Religion permeates Thailand like a constantly burning joss tick. Historic empires built great monuments and replicas of heaven amongst the celestially governed rice fields. The glittering Buddhist temples are the modern-day repositories of divine rulers, while more humble household shrines honour the mid-level managers of the spirit world.
Bangkok is the seat of the government, the monarch and of the Buddhist religion, claiming the country’s most exalted Buddhas image at Wat Phra Kaew and several royally associated temples of architectural beauty and significance.
The fabled fabled kingdom, Ayuthaya was a golden capital ruling Thailand’s central plains and beyond. Today only the brick and stucco ruins remain, punctuated by headless Buddhas still meditating through the trials of history and the weight of gravity.
One of the original Thai kingdoms, Sukhothai’s ancient ruins survived with fewer battle scars than Ayuthaya and inhabit a quiet, car-free historic park, creating an idyllic setting for contemplating the past.
4) Chiang Mai
Chiang Mai is deeply rooted in spiritual traditions. It was founded beside a mythical mountain now bearing a holy relic and the old city is decorated with antique temples more akin to those found in Myanmar than the central plains of Thailand.
The imposing monuments of the Khmer empire reside amidst the provincial business of Lopburi, one of Thailand’s oldest cities. The most intact ruin is best known for its resident troop of macaques, who eclipse the temple’s architectural merits.

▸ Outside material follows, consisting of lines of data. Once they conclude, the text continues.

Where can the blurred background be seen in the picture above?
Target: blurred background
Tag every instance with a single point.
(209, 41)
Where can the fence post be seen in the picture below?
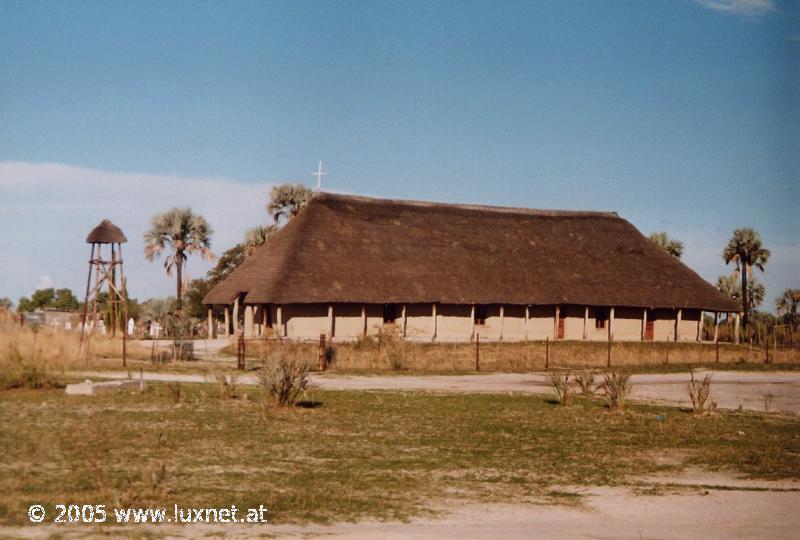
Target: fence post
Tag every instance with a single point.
(240, 352)
(477, 352)
(766, 350)
(547, 352)
(321, 353)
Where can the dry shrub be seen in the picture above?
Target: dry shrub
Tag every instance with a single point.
(284, 378)
(699, 393)
(563, 388)
(175, 390)
(616, 387)
(21, 365)
(768, 397)
(585, 381)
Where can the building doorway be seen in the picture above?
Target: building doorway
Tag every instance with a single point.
(649, 327)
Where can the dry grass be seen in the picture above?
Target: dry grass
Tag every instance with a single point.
(384, 353)
(356, 455)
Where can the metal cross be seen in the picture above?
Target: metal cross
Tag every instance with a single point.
(319, 174)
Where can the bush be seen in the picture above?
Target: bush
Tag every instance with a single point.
(585, 381)
(616, 387)
(563, 387)
(699, 392)
(284, 378)
(18, 371)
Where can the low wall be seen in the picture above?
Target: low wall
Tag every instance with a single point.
(529, 356)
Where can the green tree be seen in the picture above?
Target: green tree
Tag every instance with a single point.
(286, 200)
(256, 236)
(730, 286)
(670, 245)
(195, 293)
(183, 233)
(746, 251)
(158, 309)
(788, 304)
(227, 263)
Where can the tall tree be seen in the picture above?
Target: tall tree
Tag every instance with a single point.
(788, 304)
(183, 233)
(286, 200)
(732, 287)
(746, 251)
(670, 245)
(256, 236)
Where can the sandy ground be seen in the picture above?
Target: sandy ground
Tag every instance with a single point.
(693, 505)
(730, 389)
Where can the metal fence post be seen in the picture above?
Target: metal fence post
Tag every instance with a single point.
(477, 352)
(240, 353)
(321, 353)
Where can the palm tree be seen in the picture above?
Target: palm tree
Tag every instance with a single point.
(670, 245)
(287, 200)
(183, 232)
(788, 304)
(256, 236)
(745, 249)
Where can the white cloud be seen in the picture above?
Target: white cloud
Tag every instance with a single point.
(703, 254)
(747, 8)
(45, 282)
(47, 209)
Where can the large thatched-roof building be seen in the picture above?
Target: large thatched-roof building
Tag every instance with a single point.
(345, 266)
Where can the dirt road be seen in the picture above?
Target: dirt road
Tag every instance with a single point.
(730, 389)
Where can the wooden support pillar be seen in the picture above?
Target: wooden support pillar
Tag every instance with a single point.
(236, 316)
(555, 322)
(644, 324)
(472, 316)
(700, 327)
(502, 320)
(249, 321)
(585, 321)
(363, 319)
(611, 324)
(527, 319)
(435, 322)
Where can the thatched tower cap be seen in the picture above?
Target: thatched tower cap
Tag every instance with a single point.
(106, 233)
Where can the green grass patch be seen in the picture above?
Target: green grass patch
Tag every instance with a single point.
(355, 455)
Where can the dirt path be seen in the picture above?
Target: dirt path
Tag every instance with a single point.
(730, 389)
(692, 505)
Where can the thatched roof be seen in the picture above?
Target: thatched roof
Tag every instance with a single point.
(106, 233)
(357, 249)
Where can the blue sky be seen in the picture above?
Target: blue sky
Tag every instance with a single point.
(681, 115)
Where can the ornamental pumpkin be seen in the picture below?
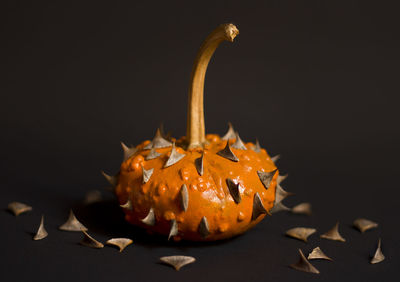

Nearly 100 years older than Angkor Wat in Cambodia, Prasat Phimai is a stunning example of the Angkor kingdom’s obsession with monument building and is one of Thailand’s finest surviving temples from this ear.
7) Phanom Rung
Facing east towards the Angkor capital, this hilltop sanctuary commands an authoritative view of what was once the kingdom’s western frontier. The temple’s Hindu reliefs and elaborate naga-punctuated avenue are hallmarks of Angkor’s artistic apex.
8) Nong Khai
Breaking the ‘spiritual spaces’ mould, Nong Khai’s Sala Kaew Ku Sculpture Park is a three-dimensional journey through Hindu-Buddhist mythology built by a Laotian immigrant whole life story has taken on mythic elements.